Open questions
Table of contents
Terminology
Some of the terms used in this document are taken from pre-existing documentation or rustc's error output, but many of them are new (and so can freely be changed).
Here's a partial list:
| Term | Source |
|---|---|
| processing | New |
| fine-grained token | New |
| compound token | New |
| literal content | Reference |
| non-escape | New |
| simple escape | Reference |
| hexadecimal escape | rustc error message (as "hex escape") |
| escape sequence | Reference |
| escaped value | Reference |
| string continuation escape | Reference (as STRING_CONTINUE) |
| string representation | Reference |
| represented byte | New |
| represented character | Reference |
| represented bytes | Reference |
| represented string | Reference |
| represented ident | New |
| style (of a comment) | rustc internal |
| body (of a comment) | Reference |
Raw string literals
How should raw string literals be documented, and in particular how should any necessary extension to PEGs be formalised?

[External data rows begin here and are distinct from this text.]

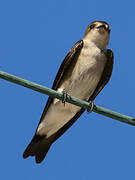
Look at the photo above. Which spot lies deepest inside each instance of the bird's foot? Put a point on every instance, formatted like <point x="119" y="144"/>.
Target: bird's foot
<point x="91" y="107"/>
<point x="64" y="97"/>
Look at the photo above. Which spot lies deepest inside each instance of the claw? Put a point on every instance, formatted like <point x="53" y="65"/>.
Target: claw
<point x="64" y="97"/>
<point x="91" y="108"/>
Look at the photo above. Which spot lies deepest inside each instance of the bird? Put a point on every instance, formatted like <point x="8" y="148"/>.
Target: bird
<point x="84" y="72"/>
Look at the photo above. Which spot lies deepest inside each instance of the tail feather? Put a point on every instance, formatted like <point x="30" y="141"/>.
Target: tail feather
<point x="38" y="149"/>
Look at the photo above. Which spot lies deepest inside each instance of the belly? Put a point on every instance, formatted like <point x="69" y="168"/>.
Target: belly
<point x="81" y="84"/>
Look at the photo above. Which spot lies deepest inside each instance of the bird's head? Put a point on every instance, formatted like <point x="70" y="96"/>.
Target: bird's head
<point x="98" y="32"/>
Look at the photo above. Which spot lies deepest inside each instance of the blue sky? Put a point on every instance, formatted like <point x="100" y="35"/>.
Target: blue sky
<point x="34" y="38"/>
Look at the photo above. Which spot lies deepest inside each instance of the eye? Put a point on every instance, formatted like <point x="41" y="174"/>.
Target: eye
<point x="91" y="26"/>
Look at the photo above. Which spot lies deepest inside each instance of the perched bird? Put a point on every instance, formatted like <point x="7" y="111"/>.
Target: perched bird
<point x="84" y="72"/>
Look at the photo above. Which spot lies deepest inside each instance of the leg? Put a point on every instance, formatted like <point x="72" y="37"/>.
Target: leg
<point x="91" y="107"/>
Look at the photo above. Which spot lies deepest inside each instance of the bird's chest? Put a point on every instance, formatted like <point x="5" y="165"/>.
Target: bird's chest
<point x="86" y="73"/>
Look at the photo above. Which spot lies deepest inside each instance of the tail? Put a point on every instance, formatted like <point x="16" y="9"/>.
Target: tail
<point x="38" y="147"/>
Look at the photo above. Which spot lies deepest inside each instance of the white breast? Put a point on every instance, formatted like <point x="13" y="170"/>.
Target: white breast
<point x="81" y="84"/>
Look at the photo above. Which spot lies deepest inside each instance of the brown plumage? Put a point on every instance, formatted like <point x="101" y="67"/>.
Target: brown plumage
<point x="40" y="143"/>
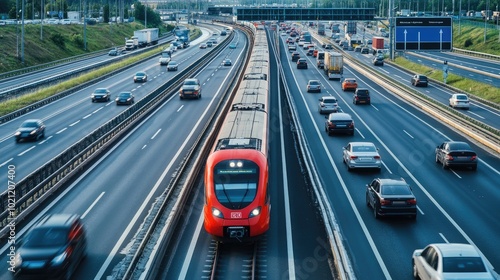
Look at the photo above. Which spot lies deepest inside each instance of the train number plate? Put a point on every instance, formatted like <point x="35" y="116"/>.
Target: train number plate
<point x="236" y="215"/>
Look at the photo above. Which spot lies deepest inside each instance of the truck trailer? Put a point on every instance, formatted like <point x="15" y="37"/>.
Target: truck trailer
<point x="147" y="37"/>
<point x="334" y="65"/>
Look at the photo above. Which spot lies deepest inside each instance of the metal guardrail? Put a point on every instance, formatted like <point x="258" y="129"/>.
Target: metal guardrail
<point x="32" y="190"/>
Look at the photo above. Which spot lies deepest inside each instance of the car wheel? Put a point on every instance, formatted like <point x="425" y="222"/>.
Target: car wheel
<point x="375" y="212"/>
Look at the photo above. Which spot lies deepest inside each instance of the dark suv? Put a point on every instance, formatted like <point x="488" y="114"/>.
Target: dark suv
<point x="361" y="96"/>
<point x="339" y="122"/>
<point x="52" y="249"/>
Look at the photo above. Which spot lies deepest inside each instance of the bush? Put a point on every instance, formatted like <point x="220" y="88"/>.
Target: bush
<point x="58" y="39"/>
<point x="468" y="43"/>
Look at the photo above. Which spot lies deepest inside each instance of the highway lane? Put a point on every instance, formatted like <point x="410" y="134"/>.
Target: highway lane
<point x="115" y="193"/>
<point x="294" y="247"/>
<point x="75" y="116"/>
<point x="453" y="204"/>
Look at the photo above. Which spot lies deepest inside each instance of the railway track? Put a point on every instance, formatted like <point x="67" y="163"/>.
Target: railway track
<point x="237" y="261"/>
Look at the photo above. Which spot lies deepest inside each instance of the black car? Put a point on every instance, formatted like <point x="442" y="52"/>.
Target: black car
<point x="301" y="63"/>
<point x="339" y="122"/>
<point x="100" y="95"/>
<point x="361" y="96"/>
<point x="52" y="249"/>
<point x="30" y="130"/>
<point x="378" y="61"/>
<point x="390" y="197"/>
<point x="125" y="98"/>
<point x="419" y="80"/>
<point x="456" y="154"/>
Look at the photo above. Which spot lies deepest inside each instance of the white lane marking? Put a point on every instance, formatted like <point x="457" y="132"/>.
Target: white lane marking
<point x="62" y="130"/>
<point x="26" y="151"/>
<point x="407" y="133"/>
<point x="444" y="238"/>
<point x="158" y="131"/>
<point x="97" y="110"/>
<point x="92" y="205"/>
<point x="45" y="140"/>
<point x="5" y="162"/>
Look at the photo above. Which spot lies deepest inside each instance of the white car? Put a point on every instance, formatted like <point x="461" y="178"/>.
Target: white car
<point x="450" y="261"/>
<point x="459" y="100"/>
<point x="361" y="155"/>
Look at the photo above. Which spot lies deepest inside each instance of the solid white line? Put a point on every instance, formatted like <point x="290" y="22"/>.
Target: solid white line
<point x="288" y="222"/>
<point x="26" y="151"/>
<point x="158" y="131"/>
<point x="92" y="206"/>
<point x="5" y="162"/>
<point x="408" y="134"/>
<point x="62" y="130"/>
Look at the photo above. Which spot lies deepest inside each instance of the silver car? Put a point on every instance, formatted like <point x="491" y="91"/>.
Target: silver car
<point x="328" y="104"/>
<point x="450" y="261"/>
<point x="361" y="155"/>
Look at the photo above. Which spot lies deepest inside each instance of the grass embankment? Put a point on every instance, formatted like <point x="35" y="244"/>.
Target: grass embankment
<point x="17" y="103"/>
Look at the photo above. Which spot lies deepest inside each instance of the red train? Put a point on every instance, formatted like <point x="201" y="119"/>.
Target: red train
<point x="237" y="204"/>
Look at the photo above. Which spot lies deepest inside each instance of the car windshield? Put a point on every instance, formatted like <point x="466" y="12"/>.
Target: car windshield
<point x="364" y="149"/>
<point x="395" y="190"/>
<point x="463" y="264"/>
<point x="329" y="101"/>
<point x="190" y="83"/>
<point x="46" y="237"/>
<point x="459" y="146"/>
<point x="29" y="124"/>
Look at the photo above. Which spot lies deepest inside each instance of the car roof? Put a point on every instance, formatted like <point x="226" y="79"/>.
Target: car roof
<point x="456" y="250"/>
<point x="340" y="116"/>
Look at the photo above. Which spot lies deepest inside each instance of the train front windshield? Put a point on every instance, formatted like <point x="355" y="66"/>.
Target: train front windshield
<point x="236" y="183"/>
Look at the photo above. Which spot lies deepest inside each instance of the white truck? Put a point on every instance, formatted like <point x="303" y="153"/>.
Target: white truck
<point x="334" y="65"/>
<point x="147" y="37"/>
<point x="132" y="43"/>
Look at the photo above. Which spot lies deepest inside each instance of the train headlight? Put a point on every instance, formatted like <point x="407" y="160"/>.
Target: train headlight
<point x="217" y="213"/>
<point x="255" y="212"/>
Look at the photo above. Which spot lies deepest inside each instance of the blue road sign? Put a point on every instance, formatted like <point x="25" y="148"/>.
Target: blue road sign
<point x="422" y="33"/>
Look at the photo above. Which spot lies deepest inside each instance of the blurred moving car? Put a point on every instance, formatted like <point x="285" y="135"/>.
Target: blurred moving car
<point x="378" y="60"/>
<point x="327" y="105"/>
<point x="125" y="98"/>
<point x="456" y="153"/>
<point x="390" y="197"/>
<point x="191" y="88"/>
<point x="313" y="85"/>
<point x="302" y="63"/>
<point x="361" y="96"/>
<point x="140" y="77"/>
<point x="32" y="129"/>
<point x="339" y="122"/>
<point x="349" y="84"/>
<point x="450" y="261"/>
<point x="172" y="65"/>
<point x="361" y="155"/>
<point x="419" y="80"/>
<point x="459" y="100"/>
<point x="100" y="95"/>
<point x="52" y="249"/>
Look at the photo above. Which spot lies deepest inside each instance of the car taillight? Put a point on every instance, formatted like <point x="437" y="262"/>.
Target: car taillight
<point x="385" y="202"/>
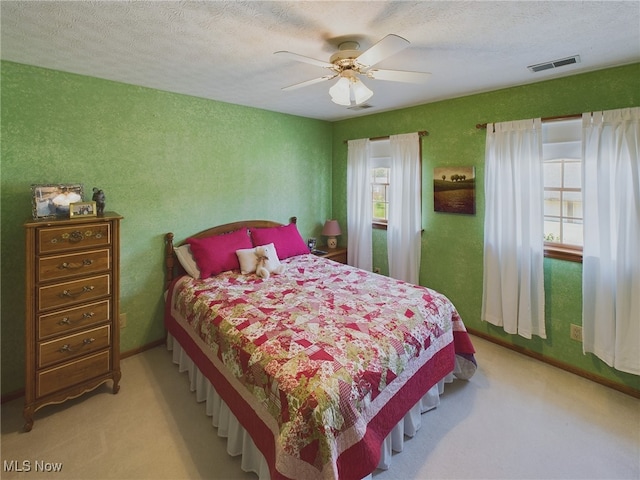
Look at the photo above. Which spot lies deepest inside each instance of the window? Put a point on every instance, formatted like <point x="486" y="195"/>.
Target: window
<point x="562" y="173"/>
<point x="380" y="194"/>
<point x="380" y="176"/>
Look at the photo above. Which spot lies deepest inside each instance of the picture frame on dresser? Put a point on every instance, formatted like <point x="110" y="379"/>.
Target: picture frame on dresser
<point x="82" y="209"/>
<point x="51" y="200"/>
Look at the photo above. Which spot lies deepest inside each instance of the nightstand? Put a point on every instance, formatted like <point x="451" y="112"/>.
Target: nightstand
<point x="336" y="254"/>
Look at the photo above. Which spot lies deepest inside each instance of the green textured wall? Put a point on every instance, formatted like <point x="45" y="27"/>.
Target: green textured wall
<point x="166" y="162"/>
<point x="452" y="244"/>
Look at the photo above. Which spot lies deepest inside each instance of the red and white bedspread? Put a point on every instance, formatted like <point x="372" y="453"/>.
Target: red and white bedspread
<point x="320" y="362"/>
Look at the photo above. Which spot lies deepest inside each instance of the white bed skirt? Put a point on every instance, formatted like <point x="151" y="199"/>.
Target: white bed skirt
<point x="240" y="443"/>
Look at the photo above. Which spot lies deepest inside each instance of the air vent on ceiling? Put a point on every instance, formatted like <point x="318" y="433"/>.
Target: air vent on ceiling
<point x="362" y="106"/>
<point x="554" y="64"/>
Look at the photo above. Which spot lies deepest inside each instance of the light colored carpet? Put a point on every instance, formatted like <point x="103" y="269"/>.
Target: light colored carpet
<point x="516" y="418"/>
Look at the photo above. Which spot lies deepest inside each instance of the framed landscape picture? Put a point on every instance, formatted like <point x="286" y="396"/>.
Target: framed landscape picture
<point x="53" y="200"/>
<point x="454" y="190"/>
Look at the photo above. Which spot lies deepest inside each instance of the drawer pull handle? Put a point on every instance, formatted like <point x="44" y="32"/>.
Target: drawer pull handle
<point x="74" y="266"/>
<point x="69" y="293"/>
<point x="76" y="236"/>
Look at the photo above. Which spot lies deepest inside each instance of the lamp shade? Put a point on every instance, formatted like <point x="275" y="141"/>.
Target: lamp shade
<point x="331" y="228"/>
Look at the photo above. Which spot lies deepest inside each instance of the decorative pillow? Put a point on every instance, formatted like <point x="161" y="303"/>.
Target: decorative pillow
<point x="286" y="239"/>
<point x="218" y="253"/>
<point x="185" y="257"/>
<point x="248" y="258"/>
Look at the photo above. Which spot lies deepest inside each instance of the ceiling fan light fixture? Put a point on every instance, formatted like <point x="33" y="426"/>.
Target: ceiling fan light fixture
<point x="349" y="90"/>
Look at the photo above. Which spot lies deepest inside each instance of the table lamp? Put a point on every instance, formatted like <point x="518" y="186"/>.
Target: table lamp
<point x="331" y="229"/>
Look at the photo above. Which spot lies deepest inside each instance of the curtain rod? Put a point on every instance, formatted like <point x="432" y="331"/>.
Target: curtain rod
<point x="544" y="119"/>
<point x="421" y="133"/>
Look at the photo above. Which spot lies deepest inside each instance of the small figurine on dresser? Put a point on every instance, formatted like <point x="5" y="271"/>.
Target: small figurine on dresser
<point x="99" y="198"/>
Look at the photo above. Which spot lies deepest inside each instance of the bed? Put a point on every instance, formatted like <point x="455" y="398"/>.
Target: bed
<point x="315" y="369"/>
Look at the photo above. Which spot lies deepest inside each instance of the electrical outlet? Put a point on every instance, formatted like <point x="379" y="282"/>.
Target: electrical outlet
<point x="576" y="332"/>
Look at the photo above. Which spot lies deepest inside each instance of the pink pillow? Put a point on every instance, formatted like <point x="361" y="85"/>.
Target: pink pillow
<point x="218" y="253"/>
<point x="286" y="239"/>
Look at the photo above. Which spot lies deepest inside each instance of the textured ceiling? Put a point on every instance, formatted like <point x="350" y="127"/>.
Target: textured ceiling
<point x="223" y="50"/>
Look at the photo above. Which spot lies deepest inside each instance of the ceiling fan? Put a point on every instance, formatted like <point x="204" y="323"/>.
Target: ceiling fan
<point x="348" y="63"/>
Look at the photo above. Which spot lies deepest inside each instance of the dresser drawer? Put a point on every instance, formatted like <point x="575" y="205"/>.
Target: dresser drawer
<point x="73" y="237"/>
<point x="64" y="266"/>
<point x="70" y="293"/>
<point x="67" y="375"/>
<point x="72" y="346"/>
<point x="72" y="319"/>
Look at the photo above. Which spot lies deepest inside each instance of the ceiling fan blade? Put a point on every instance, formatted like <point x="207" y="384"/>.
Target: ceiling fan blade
<point x="308" y="82"/>
<point x="399" y="76"/>
<point x="384" y="48"/>
<point x="302" y="58"/>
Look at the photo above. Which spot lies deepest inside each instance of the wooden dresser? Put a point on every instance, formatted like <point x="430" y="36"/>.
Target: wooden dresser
<point x="72" y="304"/>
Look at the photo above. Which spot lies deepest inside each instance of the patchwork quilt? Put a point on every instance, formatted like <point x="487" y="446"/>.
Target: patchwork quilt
<point x="328" y="357"/>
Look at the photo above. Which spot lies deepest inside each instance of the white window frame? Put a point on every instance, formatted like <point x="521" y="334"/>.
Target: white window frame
<point x="562" y="145"/>
<point x="380" y="158"/>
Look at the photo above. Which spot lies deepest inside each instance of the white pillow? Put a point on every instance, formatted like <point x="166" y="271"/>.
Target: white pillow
<point x="249" y="260"/>
<point x="185" y="257"/>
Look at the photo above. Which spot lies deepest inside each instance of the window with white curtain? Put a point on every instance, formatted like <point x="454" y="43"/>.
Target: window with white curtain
<point x="380" y="178"/>
<point x="562" y="176"/>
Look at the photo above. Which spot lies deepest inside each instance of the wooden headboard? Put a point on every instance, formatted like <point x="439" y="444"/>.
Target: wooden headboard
<point x="174" y="269"/>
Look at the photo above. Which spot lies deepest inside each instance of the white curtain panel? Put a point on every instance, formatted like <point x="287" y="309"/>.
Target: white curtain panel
<point x="404" y="226"/>
<point x="359" y="204"/>
<point x="513" y="283"/>
<point x="611" y="253"/>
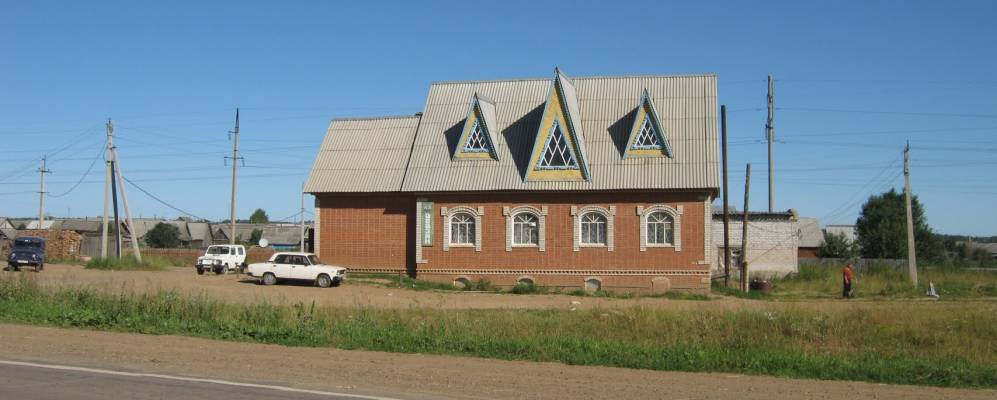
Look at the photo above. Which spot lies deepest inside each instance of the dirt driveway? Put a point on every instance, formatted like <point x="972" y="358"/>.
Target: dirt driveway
<point x="240" y="289"/>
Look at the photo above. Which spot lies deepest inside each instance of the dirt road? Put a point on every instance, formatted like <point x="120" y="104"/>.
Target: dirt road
<point x="412" y="376"/>
<point x="239" y="289"/>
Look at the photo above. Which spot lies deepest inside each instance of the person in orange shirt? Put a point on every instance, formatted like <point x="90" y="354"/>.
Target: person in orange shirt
<point x="847" y="276"/>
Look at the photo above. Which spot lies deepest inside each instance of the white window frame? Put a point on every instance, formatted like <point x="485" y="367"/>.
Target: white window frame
<point x="510" y="223"/>
<point x="607" y="212"/>
<point x="675" y="213"/>
<point x="449" y="213"/>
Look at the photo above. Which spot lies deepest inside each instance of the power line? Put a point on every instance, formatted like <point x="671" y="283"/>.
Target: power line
<point x="161" y="201"/>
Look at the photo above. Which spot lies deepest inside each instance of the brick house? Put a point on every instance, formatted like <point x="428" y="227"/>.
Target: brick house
<point x="594" y="183"/>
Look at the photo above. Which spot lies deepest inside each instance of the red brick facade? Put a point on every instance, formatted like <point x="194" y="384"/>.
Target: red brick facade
<point x="378" y="232"/>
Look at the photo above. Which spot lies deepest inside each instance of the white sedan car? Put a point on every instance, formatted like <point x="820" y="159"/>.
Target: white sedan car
<point x="297" y="267"/>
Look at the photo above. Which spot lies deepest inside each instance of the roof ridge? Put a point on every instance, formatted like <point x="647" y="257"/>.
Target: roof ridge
<point x="574" y="77"/>
<point x="375" y="117"/>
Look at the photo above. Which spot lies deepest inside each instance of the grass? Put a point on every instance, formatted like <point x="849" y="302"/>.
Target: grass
<point x="886" y="282"/>
<point x="149" y="263"/>
<point x="947" y="345"/>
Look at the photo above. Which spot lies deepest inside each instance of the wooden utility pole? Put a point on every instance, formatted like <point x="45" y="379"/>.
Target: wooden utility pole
<point x="744" y="231"/>
<point x="108" y="178"/>
<point x="303" y="217"/>
<point x="770" y="136"/>
<point x="41" y="192"/>
<point x="235" y="159"/>
<point x="911" y="259"/>
<point x="128" y="212"/>
<point x="723" y="130"/>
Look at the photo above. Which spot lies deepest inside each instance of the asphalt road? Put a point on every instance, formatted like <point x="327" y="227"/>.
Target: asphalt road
<point x="31" y="381"/>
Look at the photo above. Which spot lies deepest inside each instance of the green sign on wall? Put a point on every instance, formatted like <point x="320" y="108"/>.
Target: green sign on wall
<point x="427" y="223"/>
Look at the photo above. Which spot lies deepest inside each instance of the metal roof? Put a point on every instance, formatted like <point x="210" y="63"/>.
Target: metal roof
<point x="365" y="155"/>
<point x="380" y="154"/>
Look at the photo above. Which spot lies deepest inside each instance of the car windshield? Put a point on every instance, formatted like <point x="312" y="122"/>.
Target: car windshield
<point x="215" y="250"/>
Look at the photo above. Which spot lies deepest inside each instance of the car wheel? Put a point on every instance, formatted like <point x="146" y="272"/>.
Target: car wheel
<point x="323" y="281"/>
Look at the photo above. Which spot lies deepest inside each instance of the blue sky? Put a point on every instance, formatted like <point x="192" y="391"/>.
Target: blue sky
<point x="853" y="82"/>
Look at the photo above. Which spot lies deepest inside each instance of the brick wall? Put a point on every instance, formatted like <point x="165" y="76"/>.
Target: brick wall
<point x="378" y="232"/>
<point x="370" y="231"/>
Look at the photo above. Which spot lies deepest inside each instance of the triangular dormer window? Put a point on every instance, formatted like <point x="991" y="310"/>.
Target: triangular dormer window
<point x="557" y="153"/>
<point x="647" y="137"/>
<point x="476" y="140"/>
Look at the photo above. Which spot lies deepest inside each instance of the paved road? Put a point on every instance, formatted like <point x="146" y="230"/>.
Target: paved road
<point x="30" y="381"/>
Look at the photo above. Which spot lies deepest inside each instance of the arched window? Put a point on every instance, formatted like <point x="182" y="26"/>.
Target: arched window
<point x="593" y="226"/>
<point x="660" y="228"/>
<point x="462" y="229"/>
<point x="525" y="229"/>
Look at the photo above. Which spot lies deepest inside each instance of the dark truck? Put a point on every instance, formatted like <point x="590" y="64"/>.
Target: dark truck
<point x="27" y="251"/>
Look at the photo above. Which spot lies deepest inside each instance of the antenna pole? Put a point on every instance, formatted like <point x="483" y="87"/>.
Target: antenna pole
<point x="108" y="178"/>
<point x="235" y="159"/>
<point x="41" y="191"/>
<point x="770" y="137"/>
<point x="911" y="258"/>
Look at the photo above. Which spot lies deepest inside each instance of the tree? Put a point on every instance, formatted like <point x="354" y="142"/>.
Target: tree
<point x="882" y="228"/>
<point x="836" y="245"/>
<point x="163" y="235"/>
<point x="259" y="217"/>
<point x="255" y="236"/>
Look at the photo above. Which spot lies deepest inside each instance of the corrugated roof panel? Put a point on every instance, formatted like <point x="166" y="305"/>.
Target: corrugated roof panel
<point x="363" y="155"/>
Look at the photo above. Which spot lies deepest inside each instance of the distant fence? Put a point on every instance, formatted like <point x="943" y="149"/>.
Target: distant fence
<point x="859" y="264"/>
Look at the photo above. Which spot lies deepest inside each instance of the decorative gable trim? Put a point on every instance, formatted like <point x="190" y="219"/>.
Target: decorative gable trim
<point x="477" y="139"/>
<point x="647" y="135"/>
<point x="560" y="126"/>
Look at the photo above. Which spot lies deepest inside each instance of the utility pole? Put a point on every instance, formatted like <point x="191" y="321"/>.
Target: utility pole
<point x="128" y="213"/>
<point x="107" y="187"/>
<point x="723" y="130"/>
<point x="41" y="192"/>
<point x="770" y="136"/>
<point x="235" y="159"/>
<point x="302" y="217"/>
<point x="911" y="259"/>
<point x="744" y="231"/>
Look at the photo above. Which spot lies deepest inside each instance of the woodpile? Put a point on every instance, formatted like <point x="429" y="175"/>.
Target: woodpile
<point x="59" y="245"/>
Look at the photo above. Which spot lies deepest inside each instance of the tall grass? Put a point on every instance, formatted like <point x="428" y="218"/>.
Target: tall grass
<point x="885" y="281"/>
<point x="127" y="263"/>
<point x="903" y="344"/>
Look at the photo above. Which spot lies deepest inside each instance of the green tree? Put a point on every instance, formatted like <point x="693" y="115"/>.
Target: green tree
<point x="255" y="236"/>
<point x="259" y="217"/>
<point x="163" y="236"/>
<point x="836" y="245"/>
<point x="882" y="228"/>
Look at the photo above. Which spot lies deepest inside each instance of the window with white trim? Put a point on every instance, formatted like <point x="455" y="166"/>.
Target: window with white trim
<point x="593" y="229"/>
<point x="525" y="229"/>
<point x="462" y="232"/>
<point x="660" y="228"/>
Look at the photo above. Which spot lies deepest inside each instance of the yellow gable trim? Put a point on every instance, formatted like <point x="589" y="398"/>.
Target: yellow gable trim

See Grammar for raw string literals for some options.
Token kinds and attributes
What kinds and attributes should fine-grained tokens have?
Hash count
Should there be an attribute recording the number of hashes in a raw string or byte-string literal? Rustc has something of the sort.
ASCII identifiers
Should there be an attribute indicating whether an identifier is all ASCII? The Reference lists several places where identifiers have this restriction, and it seems natural for the lexer to be responsible for making this check.
The list in the Reference is:
extern cratedeclarations- External crate names referenced in a path
- Module names loaded from the filesystem without a
pathattribute no_mangleattributed items- Item names in external blocks
I believe this restriction is applied after NFC-normalisation, so it's best thought of as a restriction on the represented ident.
Represented bytes for C strings
At present this document says that the sequence of "represented bytes" for C string literals doesn't include the added NUL.
That's following the way the Reference currently uses the term "represented bytes",
but rustc includes the NUL in its equivalent piece of data.
Should this writeup change to match rustc?
Wording for string unescaping
The description of building up the represented bytes for C-string literals still uses the "contributes" wording from the Reference. Is it worth having something more formal?